Spoiler Alert: Jim Parsons is all about making intentional choices


Jim Parsons wanted to be clear he wasn’t stoned. Although he did this with a laugh.

The former Big Bang Theory star had just finished telling a story about putting good intentions out into the world and didn’t want to sound too “woo-woo”.

“The creative opportunities respond to these almost unseen signals you’re sending out,” he told news.com.au. “It’s kind of keeping putting my energy out there and the right people for me will hear it and come in.”

Maybe that does sound a bit bohemian, but Parsons was reflecting on how his career has evolved over the years since he broke out in a big way in the popular sitcom.

Take, for example, the reason he’s on the zoom today – promoting his new film, Spoiler Alert, which he also produced.

Spoiler Alert is a biographical drama based on American journalist Michael Ausiello’s memoirs, detailing his relationship with his husband Kit Cowan, who died from neuroendocrine cancer. That’s not a spoiler, the movie opens with it – hence the title.

Parsons said he got involved after Ausiello, who has covered American TV for TV Guide and his own site, TVLine, for more than two decades, asked Parsons to host a Q&A for a book reading.

“I only had this because the book was thrown in my lap by Ausiello,” Parsons recalled. But then it was Parson’s choice to produce and adapt the memoirs, which he cried through while reading.

It’s that marriage of intentional choice and a little bit of the universe’s woo-woo magic that’s seen the actor take on a string of meaningful projects, which has also included the screen adaptation of Boys in the Band and Ryan Murphy’s Hollywood.

“I’m seeing more and more the ways in which I can at least aim things in a direction,” he explained. “It doesn’t just have to be left up to complete chance. There are obviously so many factors you can’t control.

“In the past several years of my life, I’ve aimed my intention in that way to make the work more personal. That doesn’t necessarily mean playing a gay character or not, but it does mean learning something about myself while doing the work.

“For the younger part of my career, and even into my thirties and forties, I allowed it to be much more left up to chance.”

Parsons said he’s been able to say “no” more because the opportunities have evolved – and fully empathises with when it is hard for an actor to say no.

“Between needing the experience and needing to pay rent, how do you say ‘no’?

“Now there are more opportunities in front of me and I don’t have to clamour as hard to be, ‘Hi, I’m in the room, I’m here’.

“I feel a sense of evolution in the roles that I take and a sense of growth from one to the next as if there’s some almost unseen trajectory going on. I’m not sure if that’s because of the new types of roles or I’m learning to make a more intentional choice.”

The end of Big Bang Theory in 2019 also freed him up to take on different roles – the time commitment to a 22-episodes a year TV series didn’t leave a lot of room in the schedule.

“I had a job and I’m grateful for it, but I’m in a different place right now,” he said.

When Parsons chose to take on Ausiello’s memoirs, the trepidation came from whether not the intimacy he felt to the story could be translated from the page to the screen.

“Could we translate the feeling that I had from reading it?

“I know I was deeply, deeply ready for it. I felt a great connection, partly because this gay relationship in the story has echoes of my own gay relationship, without the tragedy, but I definitely felt a commonality.

“I was so eager to be part of these scenes and this story where two people are connecting on such a deep level and finding the gold in this tragic situation, which is the chance to really as close to the true essence of another person as you can.”
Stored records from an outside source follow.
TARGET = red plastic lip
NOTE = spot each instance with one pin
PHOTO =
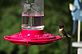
(32, 37)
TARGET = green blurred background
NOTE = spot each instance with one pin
(56, 12)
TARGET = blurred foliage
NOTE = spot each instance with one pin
(56, 12)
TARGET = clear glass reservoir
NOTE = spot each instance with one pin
(32, 15)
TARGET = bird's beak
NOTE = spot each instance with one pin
(72, 7)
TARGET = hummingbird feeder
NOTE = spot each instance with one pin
(32, 32)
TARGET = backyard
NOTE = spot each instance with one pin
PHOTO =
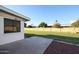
(60, 36)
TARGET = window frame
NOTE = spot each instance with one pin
(10, 22)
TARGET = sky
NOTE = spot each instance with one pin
(65, 14)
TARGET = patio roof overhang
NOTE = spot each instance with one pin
(2, 8)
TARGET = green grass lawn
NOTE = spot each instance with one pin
(67, 37)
Being open to really dive into the emotionality of the story gave Parsons a transformative experience. He said it felt as if he and co-star Ben Aldridge (who plays Kit) went on a journey parallel to what Michael and Kit did – and again, without the tragedy.

At the core of it is this idea of gratitude, of being gifted the chance to be part of something, to be part of someone else’s story, of deeply connecting to another person.

“I knew I was different to when I started the project. I felt something shift in me, and I didn’t realise how excited I would be for that.

“I got into therapy for the first time in my life afterwards. Nothing was ‘wrong’ but it was more because it was rewarding. I thought, ‘I want to keep this energy going, whatever this is, and what’s behind door number three that I’d never even known was there before’.

“Every actor says, ‘I don’t do acting for therapy’ so I’ll give the company line, but there is something therapeutic in any act of participating in art and creation, or even the act of gardening or making dinner.

“If you set your intention to really enjoy it and be there for it, there is the opportunity to grow and change from it.”